= Centre Pompidou Hanwha =

South Korean museum

The Centre Pompidou Hanwha is a museum in Yeouido, Seoul, South Korea. It is scheduled for opening on June 4, 2026.

== History ==
The museum is a collaboration between the Centre Pompidou in Paris and the Hanwha Foundation of Culture. It is scheduled to open on June 4, 2026, which is the 140th anniversary of diplomatic ties between France and South Korea, with the exhibition The Cubists: Inventing Modern Vision.

Negotiated starting in 2023, the inaugural licensing contract between the two organizations will last for four years, until 2029, with a commitment to show two major exhibitions sourced from the former's collection each year. Additionally, it will show special exhibitions for contemporary Korean artists, as well as provide educational and cultural programming.

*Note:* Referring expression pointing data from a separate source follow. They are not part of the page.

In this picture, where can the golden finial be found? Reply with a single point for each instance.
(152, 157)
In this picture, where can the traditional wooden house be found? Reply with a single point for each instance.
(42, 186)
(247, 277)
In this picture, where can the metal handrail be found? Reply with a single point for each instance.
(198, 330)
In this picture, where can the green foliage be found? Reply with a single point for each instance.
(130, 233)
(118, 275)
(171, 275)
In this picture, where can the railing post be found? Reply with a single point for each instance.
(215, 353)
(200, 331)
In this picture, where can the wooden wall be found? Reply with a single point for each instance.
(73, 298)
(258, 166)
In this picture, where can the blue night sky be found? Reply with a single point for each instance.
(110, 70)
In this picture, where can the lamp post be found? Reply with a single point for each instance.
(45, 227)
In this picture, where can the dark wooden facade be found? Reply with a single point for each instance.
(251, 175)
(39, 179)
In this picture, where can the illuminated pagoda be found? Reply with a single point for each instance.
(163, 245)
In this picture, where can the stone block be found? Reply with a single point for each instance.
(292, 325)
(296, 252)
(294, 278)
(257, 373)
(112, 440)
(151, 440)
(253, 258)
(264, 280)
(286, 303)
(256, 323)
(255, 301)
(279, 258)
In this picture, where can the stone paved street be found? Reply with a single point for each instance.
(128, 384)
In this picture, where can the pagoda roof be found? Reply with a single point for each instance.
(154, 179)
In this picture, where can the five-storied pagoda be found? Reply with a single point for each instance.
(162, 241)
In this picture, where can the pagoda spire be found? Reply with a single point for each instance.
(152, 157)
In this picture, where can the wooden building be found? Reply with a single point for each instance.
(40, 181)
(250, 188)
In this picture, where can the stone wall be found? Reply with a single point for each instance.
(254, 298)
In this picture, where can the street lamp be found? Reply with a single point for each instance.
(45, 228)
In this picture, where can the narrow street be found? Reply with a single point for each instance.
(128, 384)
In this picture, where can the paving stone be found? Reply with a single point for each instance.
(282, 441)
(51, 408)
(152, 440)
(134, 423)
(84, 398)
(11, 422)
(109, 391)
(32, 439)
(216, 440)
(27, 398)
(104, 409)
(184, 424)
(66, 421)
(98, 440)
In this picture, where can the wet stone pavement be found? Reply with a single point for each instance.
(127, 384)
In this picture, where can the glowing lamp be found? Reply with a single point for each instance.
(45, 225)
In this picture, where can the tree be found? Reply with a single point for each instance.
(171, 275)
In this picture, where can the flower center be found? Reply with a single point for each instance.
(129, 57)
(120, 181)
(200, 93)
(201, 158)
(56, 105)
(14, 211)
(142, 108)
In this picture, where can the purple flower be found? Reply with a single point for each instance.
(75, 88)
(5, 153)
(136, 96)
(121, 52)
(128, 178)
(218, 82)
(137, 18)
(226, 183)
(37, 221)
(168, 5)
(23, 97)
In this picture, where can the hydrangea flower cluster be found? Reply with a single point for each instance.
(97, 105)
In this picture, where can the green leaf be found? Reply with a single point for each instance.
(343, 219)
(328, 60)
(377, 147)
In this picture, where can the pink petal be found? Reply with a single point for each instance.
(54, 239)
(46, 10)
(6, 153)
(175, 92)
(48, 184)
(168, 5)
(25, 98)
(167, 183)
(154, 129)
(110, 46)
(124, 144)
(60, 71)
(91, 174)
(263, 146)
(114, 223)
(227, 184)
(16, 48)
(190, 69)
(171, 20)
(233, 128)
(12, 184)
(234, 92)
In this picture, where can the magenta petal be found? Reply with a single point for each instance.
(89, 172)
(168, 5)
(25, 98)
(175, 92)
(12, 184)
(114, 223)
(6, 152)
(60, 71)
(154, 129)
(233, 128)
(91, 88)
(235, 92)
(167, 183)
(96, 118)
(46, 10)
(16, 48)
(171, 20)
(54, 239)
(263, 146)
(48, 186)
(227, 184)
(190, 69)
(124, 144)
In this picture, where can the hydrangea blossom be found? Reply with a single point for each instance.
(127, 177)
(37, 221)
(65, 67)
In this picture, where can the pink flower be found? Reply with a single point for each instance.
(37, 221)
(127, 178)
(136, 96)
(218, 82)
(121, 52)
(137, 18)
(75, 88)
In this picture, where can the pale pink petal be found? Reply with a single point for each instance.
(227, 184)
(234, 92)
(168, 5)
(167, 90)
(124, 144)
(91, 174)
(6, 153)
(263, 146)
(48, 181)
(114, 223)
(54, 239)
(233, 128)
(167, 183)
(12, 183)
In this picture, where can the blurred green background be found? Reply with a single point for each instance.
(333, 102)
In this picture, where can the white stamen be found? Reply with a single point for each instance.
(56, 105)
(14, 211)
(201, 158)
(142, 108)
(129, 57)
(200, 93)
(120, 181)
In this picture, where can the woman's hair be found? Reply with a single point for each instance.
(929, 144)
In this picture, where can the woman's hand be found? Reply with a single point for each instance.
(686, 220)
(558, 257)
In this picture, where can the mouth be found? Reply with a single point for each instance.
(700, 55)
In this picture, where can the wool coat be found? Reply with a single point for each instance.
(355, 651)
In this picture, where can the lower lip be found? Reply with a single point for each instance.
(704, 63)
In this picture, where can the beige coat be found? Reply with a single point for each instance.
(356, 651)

The building is a renovation of a part of Tower 63 previously used as an aquarium and was designed by Jean-Michel Wilmotte. Visuals of the museum were revealed in April 2026, two months ahead of its opening. With four stories, two 1,500-square-feet main gallery spaces, and a total of 108,000 square feet of space, the building has a glass facade in the shape of an envelope "which filters daylight during the day and transforms the structure into a glowing urban landmark at night."